Süleyman Soylu şunları söyledi:
'YAŞADIĞIMIZ SEL BUGÜNE KADAR GÖRDÜĞÜM EN AĞIR TABLO'
Bulunduğumuz Bozkurt ve Kastamonu'nun diğer ilçeleri, aynı zamanda Sinop'umuz ve Bartın'ımızda meydana gelen sel felaketi sonrasında sayın Cumhurbaşkanımızın talimatıyla arkadaşlarımızla ayrı ayrı bölgelerde çalışmalarımıza devam ediyoruz. HES'in hemen üzerinde ağaçların kökleriyle beraber suyun şiddeti sebebiyle koparılıp dağın tepesinden büyük bir çıplaklık açıldığını gördük. Normal olmayan bir manzarayla karşılaştık. Yaşadığımız sel bugüne kadar gördüğüm en ağır tablodur. Sadece Bozkurt'taki tablo 5 Dereli'nin üstündedir. Esnaf açısından, kayıplarımız açısından, altyapı açısından ağır bir tablo var. Etkilediği insan sayısı açısından da ağır bir tablo var.

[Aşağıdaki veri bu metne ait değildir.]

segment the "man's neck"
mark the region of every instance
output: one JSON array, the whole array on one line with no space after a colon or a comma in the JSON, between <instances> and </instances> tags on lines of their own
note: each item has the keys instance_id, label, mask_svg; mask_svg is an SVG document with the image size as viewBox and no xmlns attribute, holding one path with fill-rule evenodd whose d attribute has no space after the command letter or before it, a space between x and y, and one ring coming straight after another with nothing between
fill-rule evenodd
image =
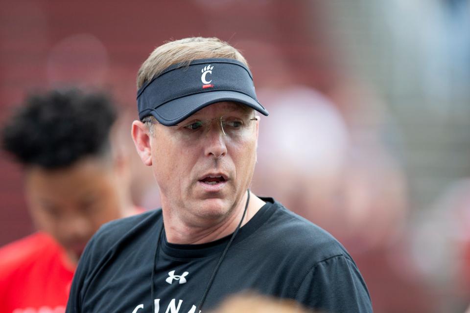
<instances>
[{"instance_id":1,"label":"man's neck","mask_svg":"<svg viewBox=\"0 0 470 313\"><path fill-rule=\"evenodd\" d=\"M250 201L242 226L251 220L265 204L264 201L251 192L250 195ZM172 214L164 209L163 218L167 240L172 244L204 244L232 234L235 231L243 216L247 195L245 194L232 214L226 218L209 226L188 225L178 218L177 215Z\"/></svg>"}]
</instances>

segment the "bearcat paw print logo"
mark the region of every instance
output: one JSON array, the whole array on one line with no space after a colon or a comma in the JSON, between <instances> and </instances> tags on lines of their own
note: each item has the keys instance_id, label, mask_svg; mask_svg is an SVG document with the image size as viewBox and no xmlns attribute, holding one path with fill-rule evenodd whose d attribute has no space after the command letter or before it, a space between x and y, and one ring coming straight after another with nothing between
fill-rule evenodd
<instances>
[{"instance_id":1,"label":"bearcat paw print logo","mask_svg":"<svg viewBox=\"0 0 470 313\"><path fill-rule=\"evenodd\" d=\"M214 67L211 67L211 65L209 64L209 65L207 65L207 66L206 66L205 67L204 67L204 68L201 70L201 73L204 73L204 72L205 72L205 71L208 71L210 72L212 74L212 69L213 68L214 68Z\"/></svg>"},{"instance_id":2,"label":"bearcat paw print logo","mask_svg":"<svg viewBox=\"0 0 470 313\"><path fill-rule=\"evenodd\" d=\"M211 84L211 82L212 81L212 80L211 79L210 81L208 81L207 78L206 78L208 74L212 75L212 69L214 67L212 67L211 65L209 64L209 65L206 65L204 67L204 68L201 70L201 72L202 73L202 75L201 75L201 81L204 84L202 86L203 88L214 87L214 85Z\"/></svg>"}]
</instances>

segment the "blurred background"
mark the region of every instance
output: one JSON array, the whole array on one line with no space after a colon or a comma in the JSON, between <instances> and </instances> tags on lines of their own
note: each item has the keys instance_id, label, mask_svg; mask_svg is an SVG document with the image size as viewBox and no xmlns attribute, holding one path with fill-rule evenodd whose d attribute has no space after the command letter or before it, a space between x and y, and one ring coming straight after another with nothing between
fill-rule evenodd
<instances>
[{"instance_id":1,"label":"blurred background","mask_svg":"<svg viewBox=\"0 0 470 313\"><path fill-rule=\"evenodd\" d=\"M130 139L136 77L165 41L216 36L260 102L252 190L336 237L374 311L470 302L470 1L0 0L0 122L29 92L112 94L133 197L158 207ZM0 154L0 245L34 231L21 168Z\"/></svg>"}]
</instances>

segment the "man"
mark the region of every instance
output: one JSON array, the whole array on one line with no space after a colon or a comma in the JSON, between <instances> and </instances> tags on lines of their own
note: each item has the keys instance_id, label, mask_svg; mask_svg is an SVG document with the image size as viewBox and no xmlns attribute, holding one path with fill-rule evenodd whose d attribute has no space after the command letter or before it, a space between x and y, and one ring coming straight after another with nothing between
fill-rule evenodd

Sayın Cumhurbaşkanımızın liderliğinde ve yönetiminde afet sonrası vatandaşımıza ve milletimize karşı en ufak bir mahcubiyet yaşamadık. Kimse 'Nerede bu devlet' demedi. Devlet bütün unsurlarıyla, kurumlarıyla var gücüyle büyük bir çaba ortaya koydu, koymaya devam ediyor, edecektir. Biz burada insanların yaralarını sarmak için çaba sarf ederken 'Ben nasıl bir dedikodu oluşturayım, bunu nasıl bir siyaset malzemesi yapayım' düşüncesinde olanlar var. Biz işimizi yapıyoruz.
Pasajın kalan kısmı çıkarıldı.